[Date Prev][Date Next][Thread Prev][Thread Next][Date Index][Thread Index]

Re: [Xen-devel] [PATCH] libbxl: add support for pvscsi, iteration 1



On Fri, 2014-05-02 at 17:54 +0200, Olaf Hering wrote:
> On Fri, May 02, Ian Campbell wrote:
> 
> > > The backend driver uses a single_host:many_devices notation to manage
> > > domU devices. The xenstore layout looks like this:
> > 
> > Please can you add ~/device/vscsi/$DEVID/* and
> > ~/backend/vif/$DOMID/$DEVID/* to docs/misc/xenstore-paths.markdown.
> > 
> > If you were inclined to improve xen/include/public/io/vscsiif.h by using
> > some of the content from here then that would be awesome too.
> 
> I think its a good idea to document what the current backend/frontend
> code does, as this will also aid with review of the libxl changes.
> 
> > > This is a challenge for libxl because libxl currently handles only
> > > single_host:single_device in its device helper functions.
> > 
> > This is a bit like pci I suppose?
> 
> Maybe. But today Ondrej found a way to attach additional devices,
> detaching them will most likely work as well. Basically one creates the
> new vscsi-devs/dev-N/ subdir with state==1, then write state==7 to the
> backend. Similar with detach, state==5 to the dev-N, then state==7 to
> the backend.

This sounds remarkably similar to how the pci stuff works. Glad there is
a least some sort of consistency.

> 
> > > Due to this
> > > limitation in libxl, scsi-detach will remove the whole virtual scsi host
> > > with all its virtual devices, instead of just the requested single
> > > virtual device.
> > 
> > That's rather unfortunate!
> > 
> > Are multiple <vhost> allowed/supported? e.g. could I (or better, libxl
> > by default) setup a device-per-host situation to alleviate this?
> > 
> > For pcifront/back we support bus reconfiguration (via
> > XenbusStateReconfigur{ing,ed}) which is how this works there. Does vscsi
> > not support anything like that?
> 
> Many vhosts are supported, I just did not realize that reconfigure was
> used here as well. So maybe libxl does not need further changes. I will
> hack some code to show how attach/detach works in theory.

Brilliant!

> > > To support the pdev notation '/dev/$device' it is required to parse
> > > sysfs to translate the path to HST:CHN:TGT:LUN notation. In its current
> > > variant /sys/dev/ is used, which is available since at least Linux 3.0.
> > > Support for dom0 kernels which lack this interface will be added later.
> > 
> > Are there any such kernels which anyone cares about any more?
> 
> I have to check when /sys/dev was introduced. In the end it would be
> nice to support also older dom0 kernels.

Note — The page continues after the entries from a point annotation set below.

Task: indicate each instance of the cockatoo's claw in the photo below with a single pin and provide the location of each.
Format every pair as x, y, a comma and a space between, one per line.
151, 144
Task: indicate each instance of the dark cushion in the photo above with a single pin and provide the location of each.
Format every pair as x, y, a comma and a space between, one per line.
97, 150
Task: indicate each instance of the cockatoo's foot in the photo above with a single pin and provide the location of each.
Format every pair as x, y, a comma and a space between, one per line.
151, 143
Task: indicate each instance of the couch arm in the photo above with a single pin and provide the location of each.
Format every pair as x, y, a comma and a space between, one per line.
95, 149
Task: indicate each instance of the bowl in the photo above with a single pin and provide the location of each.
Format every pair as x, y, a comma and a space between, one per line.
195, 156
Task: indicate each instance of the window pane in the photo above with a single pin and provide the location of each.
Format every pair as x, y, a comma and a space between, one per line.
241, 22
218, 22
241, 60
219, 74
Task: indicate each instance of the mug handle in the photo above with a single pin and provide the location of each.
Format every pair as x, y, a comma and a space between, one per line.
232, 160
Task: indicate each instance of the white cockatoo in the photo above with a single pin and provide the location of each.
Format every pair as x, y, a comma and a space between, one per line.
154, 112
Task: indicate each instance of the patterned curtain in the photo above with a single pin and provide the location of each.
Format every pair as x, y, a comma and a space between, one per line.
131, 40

Certainly it would be nice and it's up to you how nice you are
feeling ;-)

> 
> > >  - xl scsi-detach will remove entire scsi hosts, unlike its xm counter 
> > > part.
> > 
> > What did xm do instead? Fail?
> 
> No, it will use the xenstore reconfigure state to indicate a change.

Lets do that ;-)


> > > +Right now only one option is recognized: feature-host.
> > What does it do?
> 
> I have to find out ;-) 

:-D

> Last time I checked the command was passed as is from domU to dom0, but
> I dont really know as it is not documented.

You have my sympathies.

> > > +=item B<scsi-attach> I<domain-id> I<pdev> I<vdev> I<[,feature-host]>
> > 
> > Is the comma in I<[,feature-host]> literally required, as in
> >     xl scsi-attach mydom 0:0:0:0 0:0:0:0 ,feature-host
> > ?
> 
> This is a typo I noticed after submission.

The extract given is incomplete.